Johan van Graan is doing impressive work at Munster, Johan Ackermann has turned Gloucester into potential English champions, Gary Gold is coaching the USA with great success and Dave Wessels is doing an admirable job at the Melbourne Rebels with scarce resources.
They range in age from 37 (Wessels) to 51 (Gold) and none are involved in the SA game anymore.
In the coming weeks Franco Smith is off to coach Italy and Robbie Fleck will be surfing in Bali as he ponders his next move post Stormers. Jake White and Heyneke Meyer are coaching clubs in Japan and France respectively.
Add others such as the wily Alan Solomons, who is director of rugby at Worcester where Omar Mouneimne is the defence coach and it’s obvious SA has lost a minibus full of coaching talent.
I know there will be guffawing at the idea that Smith and Fleck are somehow great coaches, but this issue is broader than that.
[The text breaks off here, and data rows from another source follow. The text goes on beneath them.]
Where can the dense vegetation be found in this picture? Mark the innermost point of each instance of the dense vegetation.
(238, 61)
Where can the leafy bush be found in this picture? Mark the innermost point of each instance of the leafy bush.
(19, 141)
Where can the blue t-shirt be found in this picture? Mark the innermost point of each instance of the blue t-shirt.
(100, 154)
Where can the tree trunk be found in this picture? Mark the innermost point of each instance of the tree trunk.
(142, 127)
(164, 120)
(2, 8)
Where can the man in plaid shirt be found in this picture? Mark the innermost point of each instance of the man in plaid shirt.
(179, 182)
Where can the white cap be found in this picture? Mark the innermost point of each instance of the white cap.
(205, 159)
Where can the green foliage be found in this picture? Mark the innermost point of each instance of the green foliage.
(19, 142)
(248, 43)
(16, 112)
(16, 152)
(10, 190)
Fleck has spent four years as a Super Rugby head coach. Thrown into the job without the right experience and pedigree, or without mentorship, he managed to just about survive. His winning ratio of 51% over four years is nearly on par with the lauded Swys de Bruyn’s 54% winning ratio over two seasons with the Lions.
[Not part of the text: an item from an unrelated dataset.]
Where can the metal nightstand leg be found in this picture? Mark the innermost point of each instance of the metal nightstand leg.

The Stormers’ lack of success can easily be blamed on Fleck but so much more has been at play in Cape Town over the period he was at the helm of Cape Town’s flagship rugby team. And now, with all that hard-earned intellectual capital that could be used locally, he is likely to resurface as a coach in a foreign land.
Another loss to SA coaching, Smith’s taken on the Italy job which is a much more glittering assignment than the Cheetahs.
And what about Robert du Preez, by all accounts the most loathed rugby coach in SA? His Sharks have under-performed, and like Fleck, he is on his way out – less for his results and more for his personality clashes with players and Sharks management.
He was a successful Varsity Cup coach given a job above his station when the Sharks appointed him. He has made many mistakes in the last three years but he didn’t appoint himself.
And when the Sharks eventually show him the door it will mark the fourth head coaching change since Plumtree’s departure in 2013. What kind of succession planning is that?
Former Blitzboks coach Paul Treu may be a controversial figure but he is out of the coaching frame for the time being while Vuyo Zangqa had to achieve success with the German national sevens team before making a return to SA.
We can’t talk seriously about player development if there is no coaching development and no distinct coaching plan.
Fleck was not properly mentored and now he won’t be around to mentor another young SA coach. Treu became a frustrated figure at the Stormers because there was no clear career path carved out for him to pursue.
Both are too young to be lost to the SA system, especially considering the amount of time invested in their development.
Hiring and firing coaches is easy. But until there is patience and planning around a coach, SA teams will continue to flounder as typically, a young, inexperienced coach shoulders the blame for a massive systemic failure.